Trouble is, it’s not just the users who forget about the device. It’s the manufacturers, too. When you’ve next got a rainy afternoon, try cataloguing everything connected to or running on your network. Work out how much of it is still supported – starting with counting the devices whose manufacturers have themselves long gone to the great bit-bucket in the sky, or been absorbed by another company, their brand subsequently lost to history.
All of these orphaned devices – and pieces of software, too – share a problem. No-one is issuing security updates for them. So when some enterprising hacker historian finds an exploit, you can’t fix it. Even if you remember you own the thing in the first place.
Amusingly, sometimes there are still updates, but the world has moved on so far that you can’t even talk to the box to apply them.
Case in point – I recently tried to reconfigure a Linksys wireless access point.

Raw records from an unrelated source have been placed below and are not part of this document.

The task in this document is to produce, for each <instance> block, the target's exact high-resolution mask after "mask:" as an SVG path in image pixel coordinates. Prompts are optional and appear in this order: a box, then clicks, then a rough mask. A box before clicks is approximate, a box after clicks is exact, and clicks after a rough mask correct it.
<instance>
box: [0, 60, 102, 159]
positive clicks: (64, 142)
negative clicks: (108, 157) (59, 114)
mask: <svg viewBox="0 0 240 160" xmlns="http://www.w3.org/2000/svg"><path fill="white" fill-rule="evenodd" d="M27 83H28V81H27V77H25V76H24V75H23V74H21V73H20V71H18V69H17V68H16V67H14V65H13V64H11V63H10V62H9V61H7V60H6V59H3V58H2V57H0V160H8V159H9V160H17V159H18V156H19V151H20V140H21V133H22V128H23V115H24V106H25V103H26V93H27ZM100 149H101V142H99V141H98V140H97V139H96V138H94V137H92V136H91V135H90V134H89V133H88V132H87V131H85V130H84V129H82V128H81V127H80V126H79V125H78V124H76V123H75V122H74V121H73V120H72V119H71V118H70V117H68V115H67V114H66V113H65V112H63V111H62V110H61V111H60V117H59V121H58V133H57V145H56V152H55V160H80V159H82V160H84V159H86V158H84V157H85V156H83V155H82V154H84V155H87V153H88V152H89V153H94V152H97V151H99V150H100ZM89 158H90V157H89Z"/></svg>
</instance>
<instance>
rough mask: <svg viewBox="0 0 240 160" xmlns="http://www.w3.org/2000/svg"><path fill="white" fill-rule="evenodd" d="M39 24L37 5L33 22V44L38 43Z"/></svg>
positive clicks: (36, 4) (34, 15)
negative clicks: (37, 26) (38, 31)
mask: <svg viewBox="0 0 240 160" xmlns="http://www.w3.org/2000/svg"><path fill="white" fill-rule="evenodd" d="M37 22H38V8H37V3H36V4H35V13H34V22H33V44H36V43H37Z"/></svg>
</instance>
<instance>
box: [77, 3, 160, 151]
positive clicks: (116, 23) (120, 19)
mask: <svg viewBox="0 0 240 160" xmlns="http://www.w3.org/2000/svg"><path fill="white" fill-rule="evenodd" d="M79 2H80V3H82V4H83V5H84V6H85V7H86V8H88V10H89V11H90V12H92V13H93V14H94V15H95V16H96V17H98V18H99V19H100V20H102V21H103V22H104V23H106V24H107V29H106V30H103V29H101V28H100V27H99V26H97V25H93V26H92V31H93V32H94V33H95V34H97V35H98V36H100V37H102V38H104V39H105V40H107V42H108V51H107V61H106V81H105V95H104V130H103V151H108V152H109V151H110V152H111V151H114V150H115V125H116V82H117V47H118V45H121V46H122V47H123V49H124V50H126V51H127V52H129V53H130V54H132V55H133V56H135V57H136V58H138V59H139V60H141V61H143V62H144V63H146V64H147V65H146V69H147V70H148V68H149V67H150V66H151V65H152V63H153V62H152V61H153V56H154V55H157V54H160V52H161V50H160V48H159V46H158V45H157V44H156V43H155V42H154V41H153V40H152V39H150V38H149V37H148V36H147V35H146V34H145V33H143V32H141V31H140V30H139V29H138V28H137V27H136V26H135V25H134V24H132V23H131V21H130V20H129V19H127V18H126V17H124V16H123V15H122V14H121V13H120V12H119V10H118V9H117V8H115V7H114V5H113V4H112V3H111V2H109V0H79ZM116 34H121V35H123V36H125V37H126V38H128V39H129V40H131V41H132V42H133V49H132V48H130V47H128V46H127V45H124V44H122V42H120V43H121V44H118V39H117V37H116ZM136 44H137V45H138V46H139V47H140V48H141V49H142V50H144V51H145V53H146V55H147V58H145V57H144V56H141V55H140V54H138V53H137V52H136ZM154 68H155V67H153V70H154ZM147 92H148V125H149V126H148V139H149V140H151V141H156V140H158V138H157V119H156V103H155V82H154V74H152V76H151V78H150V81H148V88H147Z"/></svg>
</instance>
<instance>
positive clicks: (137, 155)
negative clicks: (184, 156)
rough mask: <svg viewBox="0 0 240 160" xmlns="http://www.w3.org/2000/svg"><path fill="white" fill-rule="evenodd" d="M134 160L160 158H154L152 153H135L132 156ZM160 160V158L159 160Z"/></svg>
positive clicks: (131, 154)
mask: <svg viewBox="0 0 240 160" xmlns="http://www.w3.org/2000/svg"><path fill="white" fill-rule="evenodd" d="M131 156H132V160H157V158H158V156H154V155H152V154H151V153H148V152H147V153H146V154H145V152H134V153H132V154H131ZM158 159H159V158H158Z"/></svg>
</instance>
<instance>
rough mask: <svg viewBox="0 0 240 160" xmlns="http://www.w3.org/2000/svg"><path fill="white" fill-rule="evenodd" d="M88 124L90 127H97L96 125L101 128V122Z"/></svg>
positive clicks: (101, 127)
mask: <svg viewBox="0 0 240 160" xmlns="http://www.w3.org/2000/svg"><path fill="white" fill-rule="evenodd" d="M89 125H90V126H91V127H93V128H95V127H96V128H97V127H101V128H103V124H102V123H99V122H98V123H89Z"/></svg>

The company was bought by Cisco many moons ago and the most recent firmware update was in 2013; it’s end of life and out of support. But hey, the thing was still working. The problem?
The configuration interface (a web page) uses SSL3 to secure itself. With an expired certificate. None of my shiny up-to-date browsers are prepared to speak SSL3 – because it’s known to be vulnerable – and certainly not with an expired certificate. So the fact that no-one could remember the password for this device – likely last looked at, or updated, five years ago – didn’t even matter.
I could probably have persevered, either downgrading the security settings on my browser or finding an old browser somewhere and connected, but what would the point have been? It would remain a network vulnerability, unsupported and unpatchable, and a management headache. Equivalent kit can be found for £30, so in this instance the easiest thing was just to replace it.
Of course if this had been a large network with dozens of the units that would have been a different story. Even if the physical replacement cost remained low, the professional services time and disruption cost would have been material.
The moral: it’s worth paying more for kit that will remain supported longer – this is why “Enterprise” kit costs so much more – and it’s essential to know the support status of everything you own. There are vulnerabilities everywhere – in printers, in displays, in KVM switches – the list is endless. The same is true of software – especially free and open source. If it’s not still being maintained, with rapid response to identified exploits, it’s more trouble than it’s worth. Either replace it or, if you can’t, sandbox it away from everything else and monitor it to death.